I seldom listen to broadcast radio if I'm not in a car. If it's a road trip, my wife and I will usually put on NPR for the news, and almost always end up turning down the volume and discussing articles they broadcast. That's an old family tradition of mine I intend on keeping up when my kids are old enough to discuss the news.
I usually listen for music when I'm by myself in a car running errands. I can't stand commercials, so I end up station surfing with the 'seek' button whenever commercial breaks come on. If I run through the whole dial and hear nothing but talking (or shitty music), I turn the radio off.
Most talk radio is junk, in my experience. NPR's Fresh Air is about the only talk show I really enjoy.

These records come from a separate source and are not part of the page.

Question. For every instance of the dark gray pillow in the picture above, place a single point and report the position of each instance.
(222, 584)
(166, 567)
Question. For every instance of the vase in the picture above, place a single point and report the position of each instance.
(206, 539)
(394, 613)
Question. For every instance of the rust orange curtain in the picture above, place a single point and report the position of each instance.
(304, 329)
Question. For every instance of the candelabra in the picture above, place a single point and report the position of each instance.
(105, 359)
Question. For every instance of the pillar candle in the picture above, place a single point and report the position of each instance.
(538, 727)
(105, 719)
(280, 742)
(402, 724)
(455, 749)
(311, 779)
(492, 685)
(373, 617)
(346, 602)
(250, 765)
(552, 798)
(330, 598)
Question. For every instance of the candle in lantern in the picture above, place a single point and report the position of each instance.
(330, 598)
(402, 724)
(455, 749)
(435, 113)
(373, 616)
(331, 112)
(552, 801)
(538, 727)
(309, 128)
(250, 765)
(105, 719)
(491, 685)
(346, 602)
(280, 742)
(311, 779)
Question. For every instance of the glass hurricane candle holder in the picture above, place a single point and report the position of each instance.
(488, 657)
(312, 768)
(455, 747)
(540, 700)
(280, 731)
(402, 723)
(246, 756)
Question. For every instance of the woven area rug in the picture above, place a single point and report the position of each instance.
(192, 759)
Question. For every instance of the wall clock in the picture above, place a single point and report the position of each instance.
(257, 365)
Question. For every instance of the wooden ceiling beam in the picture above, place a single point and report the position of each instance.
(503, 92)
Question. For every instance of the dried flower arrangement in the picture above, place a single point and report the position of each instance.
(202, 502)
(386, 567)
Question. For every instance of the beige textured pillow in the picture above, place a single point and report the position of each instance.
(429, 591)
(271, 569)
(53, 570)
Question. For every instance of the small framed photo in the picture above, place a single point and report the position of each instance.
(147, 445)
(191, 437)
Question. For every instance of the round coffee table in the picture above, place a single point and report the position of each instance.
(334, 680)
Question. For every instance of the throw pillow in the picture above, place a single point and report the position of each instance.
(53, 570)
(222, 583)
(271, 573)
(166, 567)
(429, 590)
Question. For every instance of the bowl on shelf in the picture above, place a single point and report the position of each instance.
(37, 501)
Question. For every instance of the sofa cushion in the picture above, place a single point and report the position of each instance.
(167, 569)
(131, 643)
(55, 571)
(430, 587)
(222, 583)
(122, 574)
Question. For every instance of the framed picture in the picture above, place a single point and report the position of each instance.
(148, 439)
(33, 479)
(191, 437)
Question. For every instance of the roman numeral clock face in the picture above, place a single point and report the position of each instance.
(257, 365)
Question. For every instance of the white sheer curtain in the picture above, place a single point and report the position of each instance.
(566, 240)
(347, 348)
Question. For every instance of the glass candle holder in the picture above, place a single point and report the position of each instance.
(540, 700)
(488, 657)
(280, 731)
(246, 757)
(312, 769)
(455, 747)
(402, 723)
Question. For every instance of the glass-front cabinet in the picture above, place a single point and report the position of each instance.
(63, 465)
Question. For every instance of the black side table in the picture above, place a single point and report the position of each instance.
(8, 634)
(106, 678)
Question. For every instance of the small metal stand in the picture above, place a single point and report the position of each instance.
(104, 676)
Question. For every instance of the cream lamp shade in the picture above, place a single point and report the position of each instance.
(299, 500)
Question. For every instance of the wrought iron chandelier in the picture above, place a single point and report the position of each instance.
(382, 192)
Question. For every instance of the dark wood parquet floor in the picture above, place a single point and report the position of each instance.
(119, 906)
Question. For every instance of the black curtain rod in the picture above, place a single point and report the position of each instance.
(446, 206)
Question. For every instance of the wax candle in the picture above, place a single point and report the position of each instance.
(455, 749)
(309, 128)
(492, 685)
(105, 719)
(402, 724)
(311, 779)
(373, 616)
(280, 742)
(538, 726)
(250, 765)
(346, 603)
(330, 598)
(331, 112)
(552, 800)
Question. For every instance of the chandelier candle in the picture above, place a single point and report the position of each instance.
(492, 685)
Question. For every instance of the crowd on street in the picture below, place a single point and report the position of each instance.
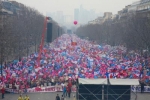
(69, 58)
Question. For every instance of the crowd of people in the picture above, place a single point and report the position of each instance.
(68, 58)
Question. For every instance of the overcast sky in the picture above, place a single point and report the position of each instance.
(67, 6)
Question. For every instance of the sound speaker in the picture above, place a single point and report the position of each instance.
(49, 33)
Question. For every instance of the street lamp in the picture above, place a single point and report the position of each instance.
(3, 12)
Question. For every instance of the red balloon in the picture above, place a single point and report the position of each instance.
(75, 22)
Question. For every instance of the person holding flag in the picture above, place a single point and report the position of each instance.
(26, 97)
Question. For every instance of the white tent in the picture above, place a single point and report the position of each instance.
(112, 81)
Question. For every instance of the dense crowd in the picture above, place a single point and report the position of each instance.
(69, 57)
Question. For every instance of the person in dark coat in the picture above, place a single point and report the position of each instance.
(142, 86)
(88, 98)
(3, 92)
(57, 97)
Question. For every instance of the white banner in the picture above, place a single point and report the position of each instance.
(138, 88)
(41, 89)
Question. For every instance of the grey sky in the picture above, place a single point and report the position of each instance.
(67, 6)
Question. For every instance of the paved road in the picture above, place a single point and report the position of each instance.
(51, 96)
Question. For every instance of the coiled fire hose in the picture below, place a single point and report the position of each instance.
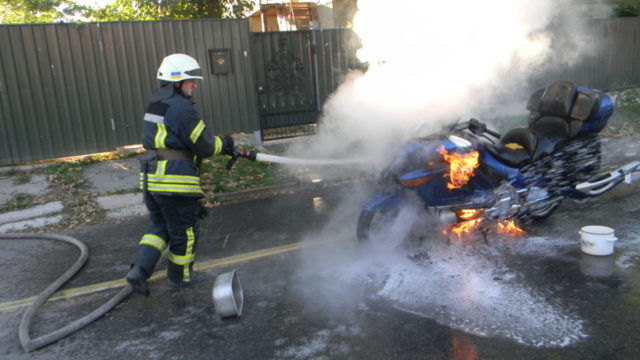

If I lived in Britain or Japan, where most of the broadcast radio is commercial free, government funded, and pretty good, I'd listen to a lot more of it.
In the US, whatever happened to the "variety radio" revolution of the 2000s? I thought the public had once and for all vetoed short playlists and long commercial breaks. Why am I still hearing this? I remember when I used to look forward to driving to NYC, because WKTU used to play a nice variety of classic dance tunes from the past 3-4 decades. Now it's just another pop station, with the same 10 songs, many of which aren't really even dance tunes.
Network TV has stepped up its game in response to competition from the internet, finding whole new sources of entertainment (cooking, parking, romantic affair investigation, and haggling as spectator sports -- 20 years ago, whoda thunk?!) It seems like broadcast radio, instead, has regressed. And it really can't afford to, when there's an internet out there full of free stations playing only the music I want to hear, with no repeats and no commercials.
My next car is having a jack for an MP3 player, for sure.